Après la séparation de Starshooter en 1982, Kent se consacre à la bande dessinée et aux albums en solo.

Il renoue avec un certain succès en 1990, avec la chanson J'aime un pays (Alternative à la Marseillaise), extrait de l'album À nos amours.

Il trouve la consécration en 1991 avec Tous les hommes, qui fixe son nouveau style, marqué par la redécouverte d'une tradition de chanson française de qualité alliée avec les sons plus modernes issus du rock et de la pop avec une prestance remarquable sur scène.

Il écrit depuis en parallèle des romans, et de nombreuses chansons pour d'autres interprètes, dont le tube Quelqu'un de bien chanté par Enzo Enzo ; à noter, aussi, des écritures pour Dave, Johnny Hallyday, Enrico Macias ou Nolwenn Leroy.

Kent s'investit aussi dans l'environnement. Sa bande dessinée « À l'eau, la Terre, Sauvons Tuvalu, le pays qui disparaît » est téléchargeable sur Ademe.

 

Le résumé

 

C'était le temps des derniers terrains vagues que les enfants des gens vagues transformaient en aires de jeux.
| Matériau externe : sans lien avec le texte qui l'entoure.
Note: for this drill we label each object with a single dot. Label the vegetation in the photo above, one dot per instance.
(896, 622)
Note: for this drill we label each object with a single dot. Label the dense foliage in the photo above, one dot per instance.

Ces mêmes enfants, quelques années plus tard, enflammeront les banlieues lyonnaises, comme les naufragés lancent une fusée de détresse.
En 1983, la France rangeait encore sa main-d'oeuvre dans des cages à béton plantées en périphérie des grandes villes. Les deux uniques pôles de rassemblement étaient le supermarché du coin et la télévision du salon. Ça pouvait encore ressembler à du confort moderne et, de toute façon, la fatigue du labeur quotidien ne laissait que peu de place au questionnement métaphysique et à l'ennui. Les Trente Glorieuses étaient mortes depuis dix ans, l’avenir se fissurant de toutes parts, mais l'édifice donnait l'illusion de tenir encore.
Marco Belloni, lui, n'avait nulle conscience de tout cela. Il travaillait pour gagner sa vie dans une usine de moules en plastique. Sans amour, sans idéaux politiques, sans grands projets, il est dans l'attente. Il attend la sonnerie qui annonce la fin de la journée pour voir passer la seule fille « potable » de l'usine, pour aller voir Bruce Lee au cinéma, où il aime se prendre pour un autre parce qu'être lui-même n'a rien de reluisant.

C'est à la faveur de ces illusions et au hasard d'une scène de rue nocturne que Marco va devenir assassin, qu'il va prendre dans ses bras une fille comme il en rêve. Elle va lui entrouvrir la porte sur un autre monde, cruel, saignant, imprévisible et haletant. Libre à lui de la suivre.

Quand on trisse avec des proxos au cul, c'est exactement le genre de discours qui vous plombe. Or, il faut être hyper mobile, sinon les perdraux vous repêchent au fond du Rhône avec un chargeur de bastos dans le buffet.

 

Mon avis

 

Je connaissais et appréciait  Kent en tant que chanteur . Je me suis laissée guidée par la curiosité en tombant sur ce roman qui au résumé je dois l'avouer ne me tentait pas. J'ai été surprise par le style au départ je me suis retrouvée dans un monde qui m'est inconnu celui de l'argot poussé à l'extrême. Enormément d'expressions que je ne connaissais pas décryptées grâce au contexte. Mais on fait vite abstraction de ce langage pour s'interesser à cet homme paumé qui fait basculer sa vie pour protéger une inconnue... On s'attache à lui et le suit avec plaisir dans ses tribulations.

Un livre décalé, court mais agréable à lire !!!